El castillo de Bran


Hoy toca hablar de Rumanía y, de nuevo resulta inevitable hacer la correspondiente mención a Drácula. Algún día conseguiré escribir un artículo sin sacar su nombre, lo juro. Pero, mientras, zambullámonos en el tópico y disfrutemos del conde más icónico de la literatura y el cine. Y no hay mejor sitio para ello que hacerlo en su castillo... aunque en realidad no sea suyo ni lo haya sido nunca.

Una imagen típica de los Cárpatos

Aquí es importante subrayar lo de realidad porque nos referimos al conde Drácula, el de la capa y los colmillos, no a Vlad Tepes, el voivoda valaco en quien se inspiró el escritor irlandés Bram Stoker para su célebre novela. Porque el Empalador, a lo largo de su azarosa y guerrera vida, estuvo dando tumbos de un lado a otro y residió en montones de castillos pero jamás -que se sepa- estuvo en el de Bran, más allá quizá de pasar una noche preso de camino a otro sitio. Eso sí, no hay edificio en todo el país que resulte un icono mejor asociado a Drácula que éste ubicado en medio de los Cárpatos.

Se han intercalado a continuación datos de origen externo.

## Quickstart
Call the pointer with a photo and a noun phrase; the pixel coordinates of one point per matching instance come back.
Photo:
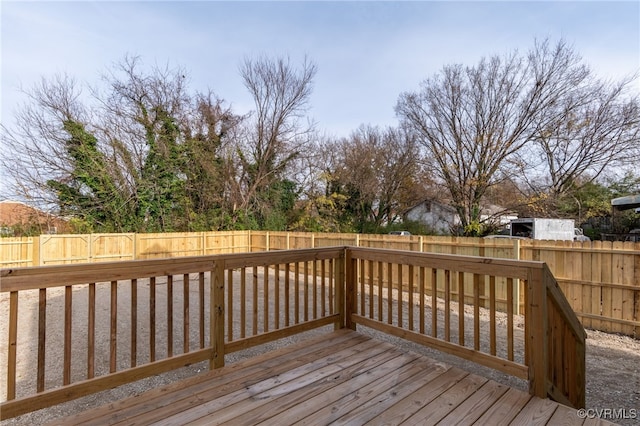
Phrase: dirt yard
(612, 367)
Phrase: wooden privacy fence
(601, 280)
(73, 330)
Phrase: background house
(439, 217)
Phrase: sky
(367, 53)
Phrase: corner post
(216, 315)
(537, 342)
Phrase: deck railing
(73, 330)
(417, 296)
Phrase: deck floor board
(342, 377)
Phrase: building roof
(626, 203)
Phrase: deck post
(216, 315)
(537, 343)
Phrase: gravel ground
(612, 364)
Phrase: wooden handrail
(254, 298)
(151, 285)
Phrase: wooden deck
(342, 377)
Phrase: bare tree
(594, 131)
(378, 172)
(472, 120)
(34, 149)
(277, 131)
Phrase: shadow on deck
(341, 377)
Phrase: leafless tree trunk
(597, 130)
(472, 120)
(277, 132)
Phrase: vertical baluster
(276, 295)
(510, 321)
(492, 314)
(152, 319)
(434, 302)
(113, 342)
(265, 299)
(13, 343)
(323, 292)
(461, 308)
(42, 336)
(287, 307)
(66, 369)
(314, 289)
(422, 278)
(296, 292)
(400, 296)
(380, 289)
(363, 279)
(306, 291)
(201, 307)
(389, 293)
(447, 305)
(230, 306)
(169, 316)
(371, 289)
(332, 284)
(255, 300)
(243, 303)
(134, 322)
(411, 307)
(476, 311)
(185, 313)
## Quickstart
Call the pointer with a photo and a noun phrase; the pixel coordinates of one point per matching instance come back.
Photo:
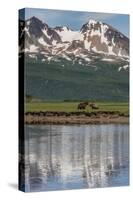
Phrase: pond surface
(59, 157)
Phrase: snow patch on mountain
(68, 35)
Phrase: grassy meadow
(122, 107)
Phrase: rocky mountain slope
(94, 40)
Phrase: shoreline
(63, 118)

En el castillo se puede ver el árbol genealógico del que, a tenor de las masas de visitantes, probablemente sea el único ser humano que no ha estado jamás: Vlad Tepes

Y es que suele aportar su característica imagen al tema, sea en portadas de libro, sea en la miríada de películas que se han estrenado sobre el aristocrático vampiro. Pero, además, los rumanos exprimen la cosa a fondo, hasta el punto de que no hace falta crear un parque temático draculino -periódicamente surge la noticia para desvanecerse al poco-, puesto que el entorno del castillo de Bran ya lo es de hecho. En la falda de la colina rocosa sobre la que se asienta hay toda una pequeña villa, no sé si improvisada o diseñada ad hoc, donde se suceden tiendas de souvenirs kistch, puestos de comida tradicional y locales con espectáculos de miedo, mientras entre las masas de turistas se mueven, dando una nota de color ambiental, figurantes disfrazados de bruja, hombre lobo y otras criaturas de la noche. Un cartel con zombis aquí, un stand de artesanía con productos que llevan la imagen de Vlad allá... Grotesco pero divertido.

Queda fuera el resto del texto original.